Слишком большая подлость, слишком большой риск ради неочевидной
выгоды? Отчего-то Валену казалось, что нет, именно так
могущественные старейшины и должны вести себя.
— Сынок?
Он поглядел на свои кулаки, сжавшиеся
так, что костяшки побелели. В ушах стучала кровь. Да, всё же
прежний Вален в глубине сердца очень любил свою мать. Иначе обычные
умозаключения не вызвали бы настолько сильный и внезапный
гнев!
Вален поспешно встал. Надо что-то
сказать, надо объяснить вспышку эмоций! Выложить свои мысли как
есть? Невозможно! Кто знает, насколько Арама верит в свою секту. И
такая догадка — не для наивного подростка.

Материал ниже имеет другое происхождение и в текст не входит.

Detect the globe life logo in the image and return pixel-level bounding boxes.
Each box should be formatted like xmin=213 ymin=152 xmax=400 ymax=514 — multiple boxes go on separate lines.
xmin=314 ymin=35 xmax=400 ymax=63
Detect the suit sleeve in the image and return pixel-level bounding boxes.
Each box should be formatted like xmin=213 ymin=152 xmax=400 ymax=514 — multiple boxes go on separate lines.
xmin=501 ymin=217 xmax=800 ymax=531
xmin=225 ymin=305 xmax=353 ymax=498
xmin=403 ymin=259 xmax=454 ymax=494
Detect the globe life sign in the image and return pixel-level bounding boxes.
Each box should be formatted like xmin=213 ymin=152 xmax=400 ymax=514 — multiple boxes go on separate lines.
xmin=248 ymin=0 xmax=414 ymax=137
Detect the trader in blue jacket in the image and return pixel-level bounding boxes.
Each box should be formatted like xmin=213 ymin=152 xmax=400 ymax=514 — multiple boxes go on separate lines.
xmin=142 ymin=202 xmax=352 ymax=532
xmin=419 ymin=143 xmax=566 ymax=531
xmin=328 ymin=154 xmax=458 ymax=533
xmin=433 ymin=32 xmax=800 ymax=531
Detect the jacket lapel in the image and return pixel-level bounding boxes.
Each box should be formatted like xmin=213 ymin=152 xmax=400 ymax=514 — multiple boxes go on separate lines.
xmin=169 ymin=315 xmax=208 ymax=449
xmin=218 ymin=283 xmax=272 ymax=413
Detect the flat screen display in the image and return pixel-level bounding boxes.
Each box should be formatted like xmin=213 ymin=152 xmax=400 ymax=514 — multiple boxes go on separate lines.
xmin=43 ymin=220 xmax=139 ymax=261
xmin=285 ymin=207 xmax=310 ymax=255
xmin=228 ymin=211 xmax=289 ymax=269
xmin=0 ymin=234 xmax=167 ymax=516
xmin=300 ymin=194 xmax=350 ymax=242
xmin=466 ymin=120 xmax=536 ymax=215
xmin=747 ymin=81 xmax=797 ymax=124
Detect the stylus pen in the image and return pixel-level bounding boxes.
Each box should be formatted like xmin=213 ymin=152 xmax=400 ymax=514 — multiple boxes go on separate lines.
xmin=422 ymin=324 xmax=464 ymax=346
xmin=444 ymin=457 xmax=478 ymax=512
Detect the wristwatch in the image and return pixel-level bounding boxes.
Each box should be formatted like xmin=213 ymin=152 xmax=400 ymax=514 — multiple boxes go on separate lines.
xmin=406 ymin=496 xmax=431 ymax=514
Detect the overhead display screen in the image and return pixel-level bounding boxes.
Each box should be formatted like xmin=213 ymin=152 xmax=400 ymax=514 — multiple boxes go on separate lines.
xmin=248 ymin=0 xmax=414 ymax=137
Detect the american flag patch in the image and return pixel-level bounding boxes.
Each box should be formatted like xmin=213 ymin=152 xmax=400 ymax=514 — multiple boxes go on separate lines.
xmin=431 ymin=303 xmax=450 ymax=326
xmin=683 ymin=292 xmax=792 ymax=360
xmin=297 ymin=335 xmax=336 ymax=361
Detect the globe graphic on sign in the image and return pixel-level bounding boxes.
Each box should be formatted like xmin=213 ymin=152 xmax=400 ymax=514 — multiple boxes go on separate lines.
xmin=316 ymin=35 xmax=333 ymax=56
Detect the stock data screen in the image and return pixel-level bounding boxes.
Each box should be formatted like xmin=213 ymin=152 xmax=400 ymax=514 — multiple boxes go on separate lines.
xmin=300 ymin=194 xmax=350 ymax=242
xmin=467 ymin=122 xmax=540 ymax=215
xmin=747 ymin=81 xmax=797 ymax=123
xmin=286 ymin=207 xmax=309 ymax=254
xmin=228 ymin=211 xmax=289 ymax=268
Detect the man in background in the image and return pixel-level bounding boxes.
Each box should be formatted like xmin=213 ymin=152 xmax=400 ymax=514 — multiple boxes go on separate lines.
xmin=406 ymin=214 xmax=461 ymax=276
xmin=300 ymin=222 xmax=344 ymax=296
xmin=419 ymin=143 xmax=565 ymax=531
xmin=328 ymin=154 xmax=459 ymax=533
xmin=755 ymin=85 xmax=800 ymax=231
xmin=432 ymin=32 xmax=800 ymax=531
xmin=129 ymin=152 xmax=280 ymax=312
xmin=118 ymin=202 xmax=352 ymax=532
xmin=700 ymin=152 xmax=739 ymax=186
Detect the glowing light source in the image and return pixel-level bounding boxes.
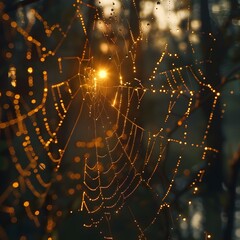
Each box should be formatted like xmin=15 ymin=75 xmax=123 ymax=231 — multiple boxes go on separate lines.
xmin=98 ymin=69 xmax=107 ymax=79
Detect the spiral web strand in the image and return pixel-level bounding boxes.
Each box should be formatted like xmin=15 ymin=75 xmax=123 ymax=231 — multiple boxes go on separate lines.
xmin=0 ymin=0 xmax=231 ymax=239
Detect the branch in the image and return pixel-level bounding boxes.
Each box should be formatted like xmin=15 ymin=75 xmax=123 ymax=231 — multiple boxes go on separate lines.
xmin=6 ymin=0 xmax=39 ymax=12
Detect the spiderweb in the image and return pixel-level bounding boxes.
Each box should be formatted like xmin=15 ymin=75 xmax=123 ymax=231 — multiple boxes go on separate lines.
xmin=0 ymin=0 xmax=230 ymax=239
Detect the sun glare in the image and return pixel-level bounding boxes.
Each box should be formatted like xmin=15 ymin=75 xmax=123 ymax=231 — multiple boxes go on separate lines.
xmin=98 ymin=69 xmax=107 ymax=79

Он выдохнул, поклонился в пояс.
Хорошо, что у него уже был опыт обращения к чувствам прежнего
Валена в критический момент. Пафосные слова, соответствующие буре
внутри, пришли к нему сами собой, как и поклон, стоило лишь только
захотеть:
— Я был недостойным сыном, не принёс
тебе ничего, кроме хлопот с беспокойствами. И сам чуть не погиб.
Если я сейчас спрячусь в какой-нибудь деревне, так до конца жизни
буду чувствовать себя не человеком, а червём.